Stories that will circulate may improve with the telling: famously he sent his fellow cricket-loving dramatist Gray his 11-word poem, which ran: “I saw Len Hutton in his prime/Another time/another time.”

Surprised to have no reaction, he rang a week later to ask what Gray thought. “I haven’t finished reading it yet.”

When there was a move to have the Comedy Theatre renamed the Pinter because of Pinter’s connection, Tom Stoppard thought it would be worth considering the playwright changing his name to Harold Comedy.

There were the biographical entanglements that coloured his work. When his first marriage to Merchant ended and he married the writer Lady Antonia Fraser, it was the stuff of headlines. The revelation that Betrayal, famously the story of marital deceptions told backwards, was based on his own relationship with Michael and Joan Bakewell, the papers again took note.

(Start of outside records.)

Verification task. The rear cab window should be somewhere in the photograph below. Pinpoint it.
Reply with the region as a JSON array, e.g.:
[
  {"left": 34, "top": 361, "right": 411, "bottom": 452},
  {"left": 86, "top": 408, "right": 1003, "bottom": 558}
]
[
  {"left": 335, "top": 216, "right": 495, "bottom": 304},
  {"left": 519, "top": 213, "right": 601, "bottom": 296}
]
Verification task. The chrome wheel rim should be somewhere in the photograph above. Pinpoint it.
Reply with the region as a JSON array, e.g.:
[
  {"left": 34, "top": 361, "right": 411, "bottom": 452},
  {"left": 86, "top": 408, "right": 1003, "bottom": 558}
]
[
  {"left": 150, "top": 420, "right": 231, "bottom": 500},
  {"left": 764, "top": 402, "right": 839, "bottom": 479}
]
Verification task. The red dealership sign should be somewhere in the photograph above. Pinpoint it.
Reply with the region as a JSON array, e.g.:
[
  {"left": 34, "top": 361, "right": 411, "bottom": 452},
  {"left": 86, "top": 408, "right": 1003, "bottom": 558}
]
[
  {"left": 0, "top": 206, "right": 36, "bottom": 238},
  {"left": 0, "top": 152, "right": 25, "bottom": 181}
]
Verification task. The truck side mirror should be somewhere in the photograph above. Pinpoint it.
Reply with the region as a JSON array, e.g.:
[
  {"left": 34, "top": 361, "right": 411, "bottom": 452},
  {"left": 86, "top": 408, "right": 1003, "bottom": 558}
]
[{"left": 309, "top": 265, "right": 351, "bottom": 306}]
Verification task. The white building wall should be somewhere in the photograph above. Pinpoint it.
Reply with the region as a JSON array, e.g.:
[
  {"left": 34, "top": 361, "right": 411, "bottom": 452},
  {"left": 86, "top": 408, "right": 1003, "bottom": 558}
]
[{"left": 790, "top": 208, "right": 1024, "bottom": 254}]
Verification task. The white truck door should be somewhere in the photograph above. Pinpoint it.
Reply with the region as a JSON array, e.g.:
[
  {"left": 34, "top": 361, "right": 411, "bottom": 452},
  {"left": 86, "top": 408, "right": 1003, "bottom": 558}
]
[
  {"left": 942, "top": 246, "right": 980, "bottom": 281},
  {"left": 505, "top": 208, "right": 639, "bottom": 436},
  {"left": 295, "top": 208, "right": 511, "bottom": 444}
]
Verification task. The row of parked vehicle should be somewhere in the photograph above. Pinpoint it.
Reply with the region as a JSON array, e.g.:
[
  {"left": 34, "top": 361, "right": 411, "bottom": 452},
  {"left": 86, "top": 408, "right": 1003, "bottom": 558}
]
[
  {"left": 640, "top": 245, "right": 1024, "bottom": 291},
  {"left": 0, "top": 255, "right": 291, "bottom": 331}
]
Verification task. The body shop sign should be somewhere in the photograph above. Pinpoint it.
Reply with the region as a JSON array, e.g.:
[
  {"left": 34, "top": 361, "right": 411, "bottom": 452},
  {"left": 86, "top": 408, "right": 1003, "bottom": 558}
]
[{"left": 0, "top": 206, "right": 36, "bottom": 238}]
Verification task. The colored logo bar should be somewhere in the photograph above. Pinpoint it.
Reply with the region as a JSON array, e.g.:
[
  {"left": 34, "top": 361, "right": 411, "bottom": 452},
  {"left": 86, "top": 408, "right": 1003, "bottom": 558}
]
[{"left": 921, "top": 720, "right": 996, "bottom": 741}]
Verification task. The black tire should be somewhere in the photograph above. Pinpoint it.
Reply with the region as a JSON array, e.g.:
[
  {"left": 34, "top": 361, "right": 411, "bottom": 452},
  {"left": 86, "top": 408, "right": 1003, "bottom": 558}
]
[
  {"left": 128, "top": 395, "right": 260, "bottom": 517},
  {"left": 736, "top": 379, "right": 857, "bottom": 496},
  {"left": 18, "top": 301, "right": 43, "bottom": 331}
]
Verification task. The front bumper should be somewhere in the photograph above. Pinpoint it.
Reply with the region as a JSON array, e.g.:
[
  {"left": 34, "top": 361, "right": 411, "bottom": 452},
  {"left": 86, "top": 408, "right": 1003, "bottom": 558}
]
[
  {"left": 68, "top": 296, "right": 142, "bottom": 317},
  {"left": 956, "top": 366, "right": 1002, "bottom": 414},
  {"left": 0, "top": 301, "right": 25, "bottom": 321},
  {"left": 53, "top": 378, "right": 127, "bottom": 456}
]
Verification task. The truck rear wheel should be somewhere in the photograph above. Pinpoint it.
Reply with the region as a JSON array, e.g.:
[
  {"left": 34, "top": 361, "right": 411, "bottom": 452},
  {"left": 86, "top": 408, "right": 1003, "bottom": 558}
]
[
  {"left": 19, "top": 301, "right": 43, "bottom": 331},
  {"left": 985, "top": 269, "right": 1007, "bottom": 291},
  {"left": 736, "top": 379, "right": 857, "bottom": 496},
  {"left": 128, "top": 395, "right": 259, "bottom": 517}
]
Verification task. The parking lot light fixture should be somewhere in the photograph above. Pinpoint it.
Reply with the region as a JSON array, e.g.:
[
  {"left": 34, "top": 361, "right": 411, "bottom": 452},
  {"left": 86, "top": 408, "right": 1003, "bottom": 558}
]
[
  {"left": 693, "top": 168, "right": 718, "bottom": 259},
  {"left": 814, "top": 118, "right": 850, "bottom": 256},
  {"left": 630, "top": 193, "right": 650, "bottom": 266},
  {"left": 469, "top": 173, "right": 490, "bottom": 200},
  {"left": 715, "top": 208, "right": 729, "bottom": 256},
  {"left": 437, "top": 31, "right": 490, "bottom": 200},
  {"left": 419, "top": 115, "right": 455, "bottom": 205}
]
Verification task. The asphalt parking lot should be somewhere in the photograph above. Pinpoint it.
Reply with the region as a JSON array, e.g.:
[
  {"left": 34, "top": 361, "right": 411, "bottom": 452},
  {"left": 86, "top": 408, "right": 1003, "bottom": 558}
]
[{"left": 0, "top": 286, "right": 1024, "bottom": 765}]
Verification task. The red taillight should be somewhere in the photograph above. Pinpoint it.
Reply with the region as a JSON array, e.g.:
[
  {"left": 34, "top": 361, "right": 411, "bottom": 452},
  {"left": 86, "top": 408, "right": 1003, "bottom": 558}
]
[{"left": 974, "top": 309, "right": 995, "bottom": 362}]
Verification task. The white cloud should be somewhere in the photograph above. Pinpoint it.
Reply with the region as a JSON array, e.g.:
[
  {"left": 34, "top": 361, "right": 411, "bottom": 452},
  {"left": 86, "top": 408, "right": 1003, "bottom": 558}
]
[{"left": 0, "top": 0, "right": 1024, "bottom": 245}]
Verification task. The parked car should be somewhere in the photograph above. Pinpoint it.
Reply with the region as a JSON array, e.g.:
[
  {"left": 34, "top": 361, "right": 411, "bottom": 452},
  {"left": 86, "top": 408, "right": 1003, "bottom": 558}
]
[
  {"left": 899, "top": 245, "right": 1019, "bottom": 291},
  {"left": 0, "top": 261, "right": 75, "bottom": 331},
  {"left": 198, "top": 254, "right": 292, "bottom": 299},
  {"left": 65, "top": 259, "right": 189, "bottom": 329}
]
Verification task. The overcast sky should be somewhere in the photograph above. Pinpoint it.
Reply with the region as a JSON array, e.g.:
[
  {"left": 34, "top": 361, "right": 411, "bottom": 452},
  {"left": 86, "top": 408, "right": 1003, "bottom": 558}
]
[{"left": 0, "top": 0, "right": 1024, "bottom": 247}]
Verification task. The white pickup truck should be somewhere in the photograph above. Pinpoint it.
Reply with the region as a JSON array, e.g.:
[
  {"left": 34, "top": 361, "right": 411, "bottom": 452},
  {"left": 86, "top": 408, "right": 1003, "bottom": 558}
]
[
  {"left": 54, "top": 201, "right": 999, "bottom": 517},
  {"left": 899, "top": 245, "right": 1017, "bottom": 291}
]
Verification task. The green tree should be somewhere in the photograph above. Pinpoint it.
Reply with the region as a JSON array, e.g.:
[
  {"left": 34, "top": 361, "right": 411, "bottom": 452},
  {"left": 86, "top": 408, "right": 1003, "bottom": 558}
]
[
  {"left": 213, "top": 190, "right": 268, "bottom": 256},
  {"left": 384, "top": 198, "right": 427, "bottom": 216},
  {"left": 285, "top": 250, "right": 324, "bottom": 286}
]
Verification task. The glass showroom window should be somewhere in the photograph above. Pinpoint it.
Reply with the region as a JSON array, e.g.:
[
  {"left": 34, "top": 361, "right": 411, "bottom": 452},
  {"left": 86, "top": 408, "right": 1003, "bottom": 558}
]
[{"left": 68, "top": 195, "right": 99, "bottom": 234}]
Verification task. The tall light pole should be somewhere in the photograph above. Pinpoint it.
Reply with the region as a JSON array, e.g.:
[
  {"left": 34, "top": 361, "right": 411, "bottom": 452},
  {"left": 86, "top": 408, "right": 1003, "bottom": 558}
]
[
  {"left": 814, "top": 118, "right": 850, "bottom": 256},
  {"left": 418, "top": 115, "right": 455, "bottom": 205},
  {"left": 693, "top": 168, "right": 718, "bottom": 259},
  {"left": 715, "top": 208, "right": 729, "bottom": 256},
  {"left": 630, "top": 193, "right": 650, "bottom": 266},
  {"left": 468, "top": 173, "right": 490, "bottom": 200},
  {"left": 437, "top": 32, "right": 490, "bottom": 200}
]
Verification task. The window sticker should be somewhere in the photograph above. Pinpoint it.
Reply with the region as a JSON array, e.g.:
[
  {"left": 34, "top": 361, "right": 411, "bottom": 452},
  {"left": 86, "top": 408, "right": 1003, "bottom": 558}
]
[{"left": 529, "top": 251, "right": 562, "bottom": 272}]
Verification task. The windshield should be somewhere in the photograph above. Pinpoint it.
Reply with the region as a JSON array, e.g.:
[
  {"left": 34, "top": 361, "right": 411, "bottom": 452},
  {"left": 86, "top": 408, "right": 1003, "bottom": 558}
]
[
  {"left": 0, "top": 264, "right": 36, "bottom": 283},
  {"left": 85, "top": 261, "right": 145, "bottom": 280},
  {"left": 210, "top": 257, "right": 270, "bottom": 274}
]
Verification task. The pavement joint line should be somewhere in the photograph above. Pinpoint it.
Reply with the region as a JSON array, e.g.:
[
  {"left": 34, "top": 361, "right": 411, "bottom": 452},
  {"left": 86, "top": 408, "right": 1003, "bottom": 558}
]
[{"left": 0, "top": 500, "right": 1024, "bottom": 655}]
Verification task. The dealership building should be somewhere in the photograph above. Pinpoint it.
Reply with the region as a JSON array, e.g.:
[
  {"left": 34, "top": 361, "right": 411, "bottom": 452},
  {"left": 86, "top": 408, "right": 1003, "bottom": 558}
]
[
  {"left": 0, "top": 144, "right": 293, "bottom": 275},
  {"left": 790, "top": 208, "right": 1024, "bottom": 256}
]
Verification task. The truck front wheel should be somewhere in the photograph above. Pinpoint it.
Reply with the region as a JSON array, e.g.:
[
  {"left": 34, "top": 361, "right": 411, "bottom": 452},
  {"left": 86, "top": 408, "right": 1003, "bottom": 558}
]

He was not without honour in his own country. Although he declined a knighthood from John Major’s government, he was made a Companion of Honour in 2002. Nor did his condemnation of the United State’s international policy alienate him from the American stage. It was New York’s Lincoln Center that put on nine plays in a Pinter Festival in 2001. When The Homecoming was revived on Broadway in 2007, 40 years after its premiere, the critic John Lahr questioned Pinter whether he still had the ferocity to write plays. “I still have quite a bit of ferocity knocking around,” he told Lahr. “It’s how to embody it.”

That ferocity will be missed.

Pinter leaves his wife, Antonia Fraser, and a son from his first marriage.